Consider this arcane fact: according to a recent survey, over 200,000 people subscribe to the NY Times Crossword service. That means there are 200,000 people out there who don’t care at all about the dozens of fine feature articles and advertisements in the Sunday Times newspaper; all these hardcore puzzlers want are their crosswords!

Similarly, walk into any bookstore and you’ll likely see entire shelves devoted to Sudokus, Kakuros and Kenkens, Japan’s unique contribution to the world puzzling craze. Just the other day, for example — while on a flight from San Francisco to Denver — I watched a mother and child, in rapt attention, poring over a Word Search book for their entire two-hour trip. Clearly we live in a puzzle world!

As puzzles are so popular with such a wide and varied population, here are 5 great reasons to include puzzles in your next team-building activity:

1) Puzzles help you practice pattern recognition: Let’s say you look at a puzzle and find three quarters, followed by three pennies, followed by three quarters. What’s going on here? A savvy puzzle solver would quickly recognize a Morse Code pattern, with the quarters standing in for dots and pennies representing dashes. The message thus reads “S.O.S. Recognizing patterns and decoding them is a key skill for puzzle solvers – not to mention an excellent mental practice for all types of professions, particularly lawyers, engineers and computer coders.

2) Puzzles require logic and reverse engineering: So you’re working through a cryptogram puzzle and know in advance that the final answer is a quote from, let’s say, Mark Twain.

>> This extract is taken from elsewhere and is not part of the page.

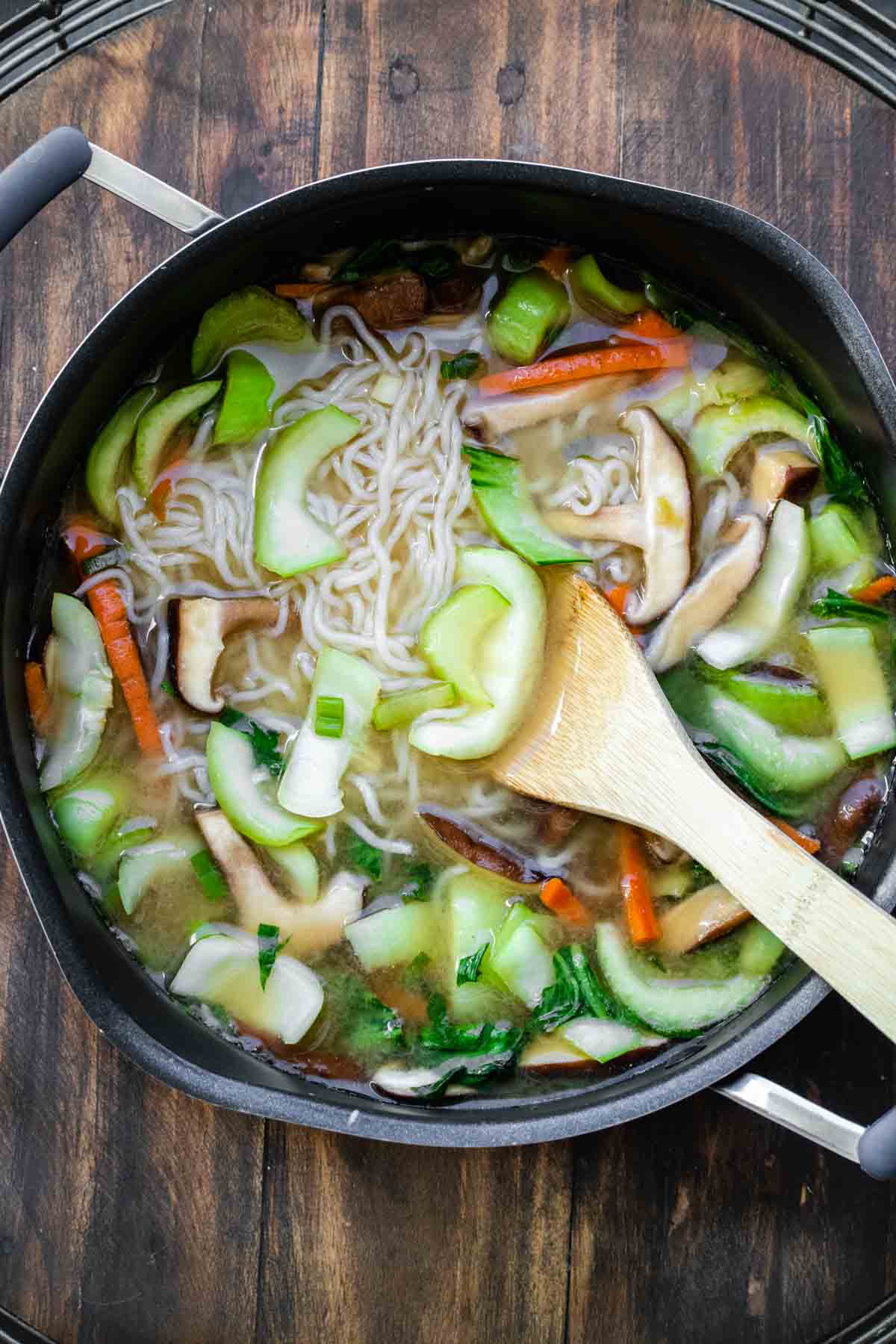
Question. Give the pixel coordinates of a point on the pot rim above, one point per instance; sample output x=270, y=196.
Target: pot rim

In that quote, you determine the word ”you” is most certainly followed by the word “are” and the word I is probably followed by the word “am”. Furthermore, a single letter standing alone must be either an “A” or an “I”. Working backwards and forwards in this manner, from the answer to the puzzle and vice versa, you slowly figure out the other, un-deciphered letters. That’s reverse engineering—a useful skill in the work world as well.

3) Puzzles allow for delegation according to specialties: You’ve just received your treasure hunt clues. One puzzle is a crossword. Another is a Sudoku. A third is movie trivia. Assessing who is good at each type of puzzle and then delegating appropriately is excellent practice in leveraging your team’s diverse knowledge and skills, both at play and at work.

4) Puzzles often require pairs to accomplish the task: Word searches are a great example of a puzzle where two sets of eyes are better than one. Similarly, it can be helpful in many decoding puzzles to have one person call out a puzzle while another person is reading the decoder sheet. For example, in a Morse Code clue like the one above, one partner might say “one dot” and his companion would write down the letter “E”. Working alone, a solo puzzler would have shift her eyes back and forth, from puzzle to decoder and back again – a much slower process when working alone. You get the idea. Puzzles are almost always easier when solved by two people (or more) – an excellent reminder for the “lone cowboys” in your office who default to “going it alone”.

5) Puzzles encourage cross-team collaboration: Let’s say you’re on a treasure hunt and one team needs a Braille decoder sheet while another requires a list of world flags. If the teams would only share their resources, they could both succeed (and save themselves a lot of Googling). Puzzles are great for breaking down silos and encouraging a culture of abundance and collaboration rather than scarcity and enmity.

Puzzles grab your attention, they work your mind, and when solved, they deliver a deeply satisfying “Eureka” moment. They’re a powerful team-building tool as well — to be used liberally and often by trainers and managers alike!